What is Mediation? Mediation is a voluntary way of discussing and resolving the issues that divide couples who have separated prior to divorce in an attempt to bring about a resolution that is acceptable to both parties.
It must be stressed that it is NOT a process that is in place to attempt to keep couples together. Mediation allows the parties involved to reach their own solution regarding family law and issues such as those concerning their children, property or debts.
What is the Purpose of Mediation If you intend to go to court it is always advisable to work with your solicitor, with any matters on family law, however the mediation process was introduced as an informal, less costly way for separating and divorcing couples to reach an acceptable agreement without the need to go to court.
Mediation is often a less stressful option that does not have the formal atmosphere of the court that many couples find intimidating. Family Mediation is also usually less time consuming. It is also more effective than going to court for family law because it allows couples to reach their own agreement without the need of a judgement. However, your solicitor can be present to help you and provide legal advice if required.
How long Does Mediation take? The initial family mediation meeting is very short and should take no longer than 20-30 minutes and once mediation has been agreed, the process can be completed within a day but obviously this depends on the complexities of the dispute.
Is Mediation compulsory? Although going through the mediation process is not a requirement, since April 2011 the Ministry of Justice has ruled it must be considered by all parties contemplating separation or divorce before proceeding to court. Family Law is a large part of cases hitting court.
All parties now must attend at least one Mediation Information and Assessment Meeting (MIAM) before legal proceedings can be commenced. If no agreement to mediate can be established, the parties must obtain a form FM1 from the mediator who conducted the MIAM that has to be signed to confirm that mediation is not a feasible option in their case. Helping ease the way into family law matters
Do I have to be in the same room as my ex-partner during mediation? No – generally the meeting is between you and a member of our family mediation team to assess areas of family law unless you and your partner wish to participate in the meeting jointly.
Do I have to have my solicitor present for mediation? No. This is entirely your choice and the majority of couples find they are quite comfortable going through the mediation process without any family law legal representation. However, we suggest that you discuss mediation with your solicitor before agreeing to the process. Both parties also need to agree to mediation for the process to continue.
If an agreement is reached is it legally binding? No – but your mediator is obliged to prepare a summary of any resolution that has been reached for you and your partner’s respective solicitors. This can, if appropriate, be incorporated into a court order or other legal binding agreement.
Can I still take part in Mediation if I have moved away? No, we can arrange family mediation sessions through a video or Skype conference link, saving your travel costs and also time.
What is a MIAMS and why do I need one? A MIAM is a Mediation Information and Assessment Meeting, a required step before starting certain family court proceedings.
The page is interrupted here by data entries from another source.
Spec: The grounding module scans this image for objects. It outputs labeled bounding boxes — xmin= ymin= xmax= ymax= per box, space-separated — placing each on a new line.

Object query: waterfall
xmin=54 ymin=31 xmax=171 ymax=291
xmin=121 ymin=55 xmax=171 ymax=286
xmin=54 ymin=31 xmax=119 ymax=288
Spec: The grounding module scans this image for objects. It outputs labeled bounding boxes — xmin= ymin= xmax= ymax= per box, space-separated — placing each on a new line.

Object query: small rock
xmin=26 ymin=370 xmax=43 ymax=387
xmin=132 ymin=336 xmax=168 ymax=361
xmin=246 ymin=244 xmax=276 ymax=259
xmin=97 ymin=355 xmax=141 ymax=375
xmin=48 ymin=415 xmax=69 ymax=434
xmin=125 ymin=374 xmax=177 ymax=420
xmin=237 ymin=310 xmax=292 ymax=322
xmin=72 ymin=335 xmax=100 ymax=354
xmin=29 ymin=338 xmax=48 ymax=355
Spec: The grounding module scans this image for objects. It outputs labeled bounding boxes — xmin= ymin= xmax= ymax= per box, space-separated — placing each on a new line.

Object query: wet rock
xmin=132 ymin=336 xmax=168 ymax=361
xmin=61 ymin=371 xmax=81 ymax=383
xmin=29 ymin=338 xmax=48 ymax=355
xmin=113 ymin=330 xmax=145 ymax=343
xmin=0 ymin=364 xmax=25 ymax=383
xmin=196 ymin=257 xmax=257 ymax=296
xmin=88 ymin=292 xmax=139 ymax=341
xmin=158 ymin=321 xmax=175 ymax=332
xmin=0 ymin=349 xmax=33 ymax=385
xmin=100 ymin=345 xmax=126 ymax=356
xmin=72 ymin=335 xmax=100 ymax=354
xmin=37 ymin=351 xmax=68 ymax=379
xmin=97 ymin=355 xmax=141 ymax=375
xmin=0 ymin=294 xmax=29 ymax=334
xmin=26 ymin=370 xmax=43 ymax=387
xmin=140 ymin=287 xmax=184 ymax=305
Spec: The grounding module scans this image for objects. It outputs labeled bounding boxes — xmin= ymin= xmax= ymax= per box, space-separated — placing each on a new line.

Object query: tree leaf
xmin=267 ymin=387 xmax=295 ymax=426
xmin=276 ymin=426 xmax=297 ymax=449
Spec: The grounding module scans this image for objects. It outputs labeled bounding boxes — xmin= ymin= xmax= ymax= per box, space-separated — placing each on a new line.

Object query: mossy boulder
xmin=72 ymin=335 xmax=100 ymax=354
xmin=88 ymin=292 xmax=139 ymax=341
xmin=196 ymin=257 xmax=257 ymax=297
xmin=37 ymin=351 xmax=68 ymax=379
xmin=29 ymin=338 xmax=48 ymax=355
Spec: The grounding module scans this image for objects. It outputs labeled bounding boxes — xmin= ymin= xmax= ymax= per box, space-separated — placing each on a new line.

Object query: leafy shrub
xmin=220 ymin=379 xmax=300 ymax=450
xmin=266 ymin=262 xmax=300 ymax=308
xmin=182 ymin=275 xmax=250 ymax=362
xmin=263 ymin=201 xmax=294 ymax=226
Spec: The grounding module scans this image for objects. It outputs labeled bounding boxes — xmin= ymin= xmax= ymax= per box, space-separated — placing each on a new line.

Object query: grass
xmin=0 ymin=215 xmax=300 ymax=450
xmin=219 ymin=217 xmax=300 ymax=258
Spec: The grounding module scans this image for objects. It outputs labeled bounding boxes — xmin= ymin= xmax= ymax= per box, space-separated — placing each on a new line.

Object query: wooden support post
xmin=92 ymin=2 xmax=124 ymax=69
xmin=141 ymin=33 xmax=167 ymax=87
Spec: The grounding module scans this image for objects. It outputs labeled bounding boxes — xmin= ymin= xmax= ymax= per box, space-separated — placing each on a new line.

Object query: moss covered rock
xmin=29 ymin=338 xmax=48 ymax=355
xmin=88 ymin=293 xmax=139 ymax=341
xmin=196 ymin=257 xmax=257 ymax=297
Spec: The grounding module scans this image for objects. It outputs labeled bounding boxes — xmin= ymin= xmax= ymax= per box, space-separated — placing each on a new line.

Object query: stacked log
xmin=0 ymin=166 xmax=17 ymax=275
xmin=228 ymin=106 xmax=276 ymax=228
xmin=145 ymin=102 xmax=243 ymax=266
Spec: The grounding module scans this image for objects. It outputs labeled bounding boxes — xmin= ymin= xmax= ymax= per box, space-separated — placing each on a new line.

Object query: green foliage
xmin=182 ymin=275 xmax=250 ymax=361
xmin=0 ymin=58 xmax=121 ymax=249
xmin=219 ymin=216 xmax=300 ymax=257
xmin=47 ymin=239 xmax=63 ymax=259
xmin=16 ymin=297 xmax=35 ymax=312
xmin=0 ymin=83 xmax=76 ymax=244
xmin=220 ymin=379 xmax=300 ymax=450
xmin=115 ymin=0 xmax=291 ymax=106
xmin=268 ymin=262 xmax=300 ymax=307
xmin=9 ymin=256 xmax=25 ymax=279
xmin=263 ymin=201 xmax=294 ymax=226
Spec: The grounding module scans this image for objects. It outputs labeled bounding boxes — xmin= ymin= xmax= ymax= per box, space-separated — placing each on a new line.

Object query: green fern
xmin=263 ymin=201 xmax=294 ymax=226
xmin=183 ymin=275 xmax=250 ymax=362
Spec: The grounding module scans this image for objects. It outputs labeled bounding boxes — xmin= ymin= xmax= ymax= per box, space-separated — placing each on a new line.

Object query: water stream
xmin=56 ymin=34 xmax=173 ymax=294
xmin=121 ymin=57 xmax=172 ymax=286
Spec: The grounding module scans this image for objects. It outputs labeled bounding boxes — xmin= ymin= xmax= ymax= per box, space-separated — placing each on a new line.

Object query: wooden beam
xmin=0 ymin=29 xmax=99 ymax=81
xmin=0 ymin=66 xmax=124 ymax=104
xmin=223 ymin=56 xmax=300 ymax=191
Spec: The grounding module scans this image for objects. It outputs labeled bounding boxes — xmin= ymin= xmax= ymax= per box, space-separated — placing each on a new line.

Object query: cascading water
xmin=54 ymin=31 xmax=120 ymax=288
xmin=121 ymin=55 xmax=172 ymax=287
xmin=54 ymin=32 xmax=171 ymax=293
It provides information about mediation and assesses whether mediation is suitable for your situation before pursuing legal action.
Is attending a MIAM mandatory and when is it required? Yes, attending a MIAM is often mandatory before taking certain family disputes to court, such as issues related to divorce or child custody. It is designed to encourage parties to consider mediation as an alternative to court proceedings.
What happens during a MIAM? In a MIAM, a trained mediator meets with each party separately to explain the mediation process, discuss the benefits of mediation, and assess whether mediation is suitable for the specific situation. It’s a chance to ask questions and understand the mediation process better.
How long does a MIAM take? The duration of a MIAM varies but typically lasts around 45 minutes to an hour for each party.
Can I have a family or friend present for a MIAM? While you generally attend a MIAM alone, some mediators may allow you to bring a friend or family member for support. It’s essential to check with the mediator beforehand to understand their specific policies
What if the other party refused to attend a MIAM? If the other party refuses to attend a MIAM, the mediator will provide a form (FM1) that allows you to apply to the court for permission to proceed with legal action without attending a MIAM. The court will then decide whether mediation is still necessary or if you can move forward with your case.